I started regaling my friend/fellow stalker with stories growing up with Earth, Wind & Fire as a perpetual soundtrack, each song a marker to my family’s 1970’s road to perdition and our ongoing march to redemption and self-reinvention.

They were the band that sweaty and stinky black teenagers created choreography to, sang along to or mimicked to take their bedroom fantasies of singing like Bailey public and onto the stages of ghetto gymnasiums and black community centers named for great Black-History-Month-blacks like the Booker T. Washington Community Center in countless talent shows.

The big number was also Earth, Wind & Fire’s “Reasons,” wherein Bailey is vulnerable in a classic black Valentine of yearning and pleading. Singing it convincingly is akin to someone satisfactorily pulling off Whitney Houston’s version of “I Will Always Love You” in their American ldol audition.

I studied the liner notes of Earth, Wind & Fire albums like they were science texts for a big chemistry exam I never had to take. I learned about African thumb pianos, horn arranger Tom Tom 84 (Tom Tom Washington), saxophonist Andrew Woolfolk and White’s brother, the fantastically underrated Verdine White.

I stockpiled my favorite Earth, Wind & Fire songs, and my list excludes “September” or “Boogie Wonderland.” They are deeper cuts: “Happy Feeling,” “Evil,” “Spirit,” “Thinking Of You” (with The Emotions), “Reasons” and “Devotion,” among others.

“Keep Your Head to the Sky,” especially, with its dark opening drums, shakers and bells and its telling, or retelling, of a conversation with The Master, can still bring me to tears because of the era of my little life it sends me hurtling back toward and its overriding message of taking personal responsibility for our own inner strength and direction.

Some Sunday mornings I put the song on endless repeat and I hear a different nuance each time. In 1973, when the album of a similar name was released, Head to the Sky — the band standing and sitting shirtless among an array of wildflowers with a turbaned female singer who did not appear on any other Earth, Wind & Fire albums — we were still coming home from Vietnam. We were about to be introduced to the relentless TV ghetto struggles of the Evanses on Good Times.

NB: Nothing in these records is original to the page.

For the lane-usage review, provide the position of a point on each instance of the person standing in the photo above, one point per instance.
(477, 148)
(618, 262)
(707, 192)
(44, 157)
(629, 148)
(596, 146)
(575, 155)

Personally, my family was recuperating from a summer of living in the station wagon, from sofa surfing and sleeping, from living in hotel rooms across West Virginia when there was money and from eating Vienna sausages and canned potted meat after our mother staged a walk-out on our father.

So, “Keep Your Head to the Sky” in many ways saved my 8-year-old self and simultaneously made me still more melancholy, insular and inward-looking.

Somehow, despite or perhaps because of our abject poverty, our mother always found ways and a meager budget to buy music in the forms of 8-tracks and records.

She had the group’s entire oeuvre that I could ultimately flip back and forth through and DJ my own sets when I grew into an older teenager trusted enough to babysit my little sister, and we would dance to Earth, Wind & Fire all evening long.

I so admired Maurice White: for his lifelong devotion to one mission; for the strategic way he and Earth, Wind & Fire re-blackened 1970s radio when everything was going straight to Rock and Country/Rock; for spreading the message of deeper, truer love to black folks when we so needed it, even if we had to dance through our circumstances to get the message.

White’s was music that transcended Funk, good times and bell-bottoms. It was surely spiritual music; as spiritual as any Sunday morning.